Authored by skatkov on Jul 4 2019, 9:53 PM.

Details

Summary

Current algorithm to update branch weights of latch block and its copies is
based on the assumption that number of peeling iterations is approximately equal
to trip count.

However it is not correct. According to profitability check in one case we can decide to peel
in case it helps to reduce the number of phi nodes. In this case the number of peeled iteration
can be less then estimated trip count.

This patch introduces another way to set the branch weights to peeled of branches.
Let F is a weight of the edge from latch to header.
Let E is a weight of the edge from latch to exit.
F/(F+E) is a probability to go to loop and E/(F+E) is a probability to go to exit.
Then, Estimated TripCount = F / E.
For I-th (counting from 0) peeled off iteration we set the the weights for
the peeled latch as (TC - I, 1). It gives us reasonable distribution,
The probability to go to exit 1/(TC-I) increases. At the same time
the estimated trip count of remaining loop reduces by I.

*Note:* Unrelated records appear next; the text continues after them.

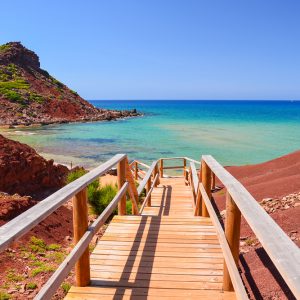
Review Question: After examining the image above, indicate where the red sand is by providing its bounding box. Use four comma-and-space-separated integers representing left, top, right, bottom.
214, 151, 300, 299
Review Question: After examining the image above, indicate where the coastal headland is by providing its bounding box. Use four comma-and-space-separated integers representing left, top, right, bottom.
0, 42, 140, 127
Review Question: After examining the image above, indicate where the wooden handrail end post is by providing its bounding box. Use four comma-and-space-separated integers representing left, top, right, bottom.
117, 159, 126, 216
73, 188, 90, 287
146, 177, 151, 207
223, 191, 241, 291
201, 160, 211, 217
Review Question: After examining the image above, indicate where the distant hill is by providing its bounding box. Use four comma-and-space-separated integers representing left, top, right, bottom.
0, 42, 138, 125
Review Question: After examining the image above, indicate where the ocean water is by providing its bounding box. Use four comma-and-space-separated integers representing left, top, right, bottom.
2, 101, 300, 168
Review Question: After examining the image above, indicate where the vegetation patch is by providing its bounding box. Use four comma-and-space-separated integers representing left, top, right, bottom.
30, 262, 55, 277
6, 269, 24, 282
28, 93, 45, 104
26, 282, 37, 290
0, 292, 10, 300
61, 282, 71, 293
0, 44, 11, 52
67, 169, 118, 215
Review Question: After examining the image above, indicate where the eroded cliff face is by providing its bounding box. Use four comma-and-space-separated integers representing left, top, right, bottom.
0, 42, 139, 125
0, 135, 69, 196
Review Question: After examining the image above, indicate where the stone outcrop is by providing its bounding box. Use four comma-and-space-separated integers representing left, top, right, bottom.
0, 135, 69, 196
0, 42, 140, 126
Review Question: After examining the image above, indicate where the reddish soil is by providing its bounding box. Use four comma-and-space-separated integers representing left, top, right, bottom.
214, 151, 300, 299
0, 135, 69, 198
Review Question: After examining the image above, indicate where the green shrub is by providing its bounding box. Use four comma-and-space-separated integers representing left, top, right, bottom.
26, 282, 37, 290
0, 44, 11, 52
29, 236, 47, 252
61, 282, 71, 293
67, 169, 118, 215
6, 269, 24, 282
0, 292, 10, 300
28, 93, 45, 104
31, 263, 55, 277
47, 244, 61, 251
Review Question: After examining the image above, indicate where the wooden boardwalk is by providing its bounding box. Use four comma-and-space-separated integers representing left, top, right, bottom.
66, 178, 235, 299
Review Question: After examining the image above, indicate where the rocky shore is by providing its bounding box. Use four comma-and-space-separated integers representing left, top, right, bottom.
0, 42, 140, 127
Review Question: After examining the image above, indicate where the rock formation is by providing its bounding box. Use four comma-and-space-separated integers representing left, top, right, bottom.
0, 42, 139, 126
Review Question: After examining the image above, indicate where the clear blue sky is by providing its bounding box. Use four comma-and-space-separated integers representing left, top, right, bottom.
0, 0, 300, 99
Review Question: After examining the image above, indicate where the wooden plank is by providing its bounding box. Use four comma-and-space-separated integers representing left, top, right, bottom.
91, 253, 224, 264
73, 188, 90, 286
86, 264, 223, 276
90, 248, 222, 257
125, 158, 139, 215
137, 161, 157, 195
223, 192, 241, 291
91, 270, 223, 284
0, 154, 126, 252
91, 279, 222, 290
200, 183, 248, 300
35, 182, 128, 300
66, 287, 235, 300
117, 158, 126, 216
202, 155, 300, 298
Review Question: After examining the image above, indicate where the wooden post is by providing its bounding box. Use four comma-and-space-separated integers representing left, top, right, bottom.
154, 164, 160, 187
201, 160, 211, 217
73, 188, 90, 286
211, 173, 216, 190
223, 191, 241, 291
118, 159, 126, 216
160, 159, 164, 178
134, 161, 139, 180
146, 177, 151, 206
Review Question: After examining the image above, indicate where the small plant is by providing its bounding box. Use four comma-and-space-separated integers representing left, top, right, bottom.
0, 44, 11, 52
26, 282, 37, 290
6, 269, 24, 282
47, 244, 61, 251
245, 238, 256, 246
31, 263, 55, 277
46, 252, 66, 264
67, 169, 118, 215
61, 282, 71, 293
0, 292, 10, 300
29, 236, 47, 252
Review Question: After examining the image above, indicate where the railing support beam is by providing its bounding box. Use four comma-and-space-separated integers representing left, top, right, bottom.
118, 159, 126, 216
201, 160, 211, 217
146, 176, 151, 207
223, 191, 241, 291
73, 188, 90, 286
160, 159, 164, 178
134, 161, 139, 180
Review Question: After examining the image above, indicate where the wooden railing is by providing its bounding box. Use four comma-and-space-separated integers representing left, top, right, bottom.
0, 154, 300, 299
0, 154, 139, 299
190, 155, 300, 299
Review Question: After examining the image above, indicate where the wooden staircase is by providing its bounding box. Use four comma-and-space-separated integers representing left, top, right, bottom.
0, 154, 300, 300
66, 177, 236, 299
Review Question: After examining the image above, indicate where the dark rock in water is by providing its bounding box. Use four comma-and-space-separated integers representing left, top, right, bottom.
0, 42, 139, 126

As a result after peeling off N iteration the weights will be
(F - N * E, E) and trip count of loop becomes
F / E - N or TC - N.

The idea is taken from the review of the patch https://reviews.llvm.org/D63918
proposed by Philip.

Diff Detail

Repository
rL LLVM

Event Timeline

skatkov created this revision.Jul 4 2019, 9:53 PM
Herald added a project: Restricted Project. · View Herald TranscriptJul 4 2019, 9:53 PM
skatkov updated this revision to Diff 210275.Jul 17 2019, 2:32 AM
skatkov retitled this revision from [Loop Peeling] Another way to handle branch weights of peeled off branches to [Loop Peeling] Fix the handling of branch weights of peeled off branches.
skatkov edited the summary of this revision. (Show Details)
reames requested changes to this revision.Jul 17 2019, 8:58 AM
reames added inline comments.
llvm/lib/Transforms/Utils/LoopUnrollPeel.cpp
367 ↗(On Diff #210275)

Wording here is confusing. I can infer the scheme from the rest of the comment, but I don't know what "dynamic iteration" means here.

I think you mean that F/(F+E) is the frequency with which we take the backedge, and that E/(F+E) is the frequency with which we exit the loop.

419 ↗(On Diff #210275)

branch_weights are *frequencies* not *# of times executed*.

i.e. 1/2 is the same as 500/1000 and should always produce the same results.

The code appears to do so, but the comments are slightly misleading.

426 ↗(On Diff #210275)

Style: Use early return. The existing code gets this wrong, so I'd encourage an NFC which changes that, and then a rebase. It somewhat matters here as the case where FallThroughWeight is 0 is interesting, and deserves a comment and/or an assert.

llvm/test/Transforms/LoopUnroll/peel-loop-pgo-deopt.ll
76 ↗(On Diff #210275)

If I'm reading this test correctly, the result is not making sense.

We have a loop (for.body) with a side exit branch frequency of 100% (%17) and a latch frequency of ~3 (%16).

If we peel this twice, we should still have a very rarely taken side exit, but the frequencies appear to be saving that's more common in the peeled copy? (The test naming is hard to follow, so I might just be reading the test wrong.)

This revision now requires changes to proceed.Jul 17 2019, 8:58 AM
skatkov planned changes to this revision.Jul 17 2019, 9:46 PM
skatkov marked an inline comment as done.

Hi Philip, Thank you for review. I'll update a patch.

llvm/test/Transforms/LoopUnroll/peel-loop-pgo-deopt.ll
76 ↗(On Diff #210275)

All this weights are about latch. Weight of side-exit remains untouched, so should be the same (1,0).

I'll update the test to make it visible.

skatkov updated this revision to Diff 210518.Jul 18 2019, 3:12 AM
skatkov edited the summary of this revision. (Show Details)

Please, take a look.

reames accepted this revision.Jul 19 2019, 10:40 AM

LGTM. Nice job on clarifying the test.

This revision is now accepted and ready to land.Jul 19 2019, 10:40 AM
This revision was automatically updated to reflect the committed changes.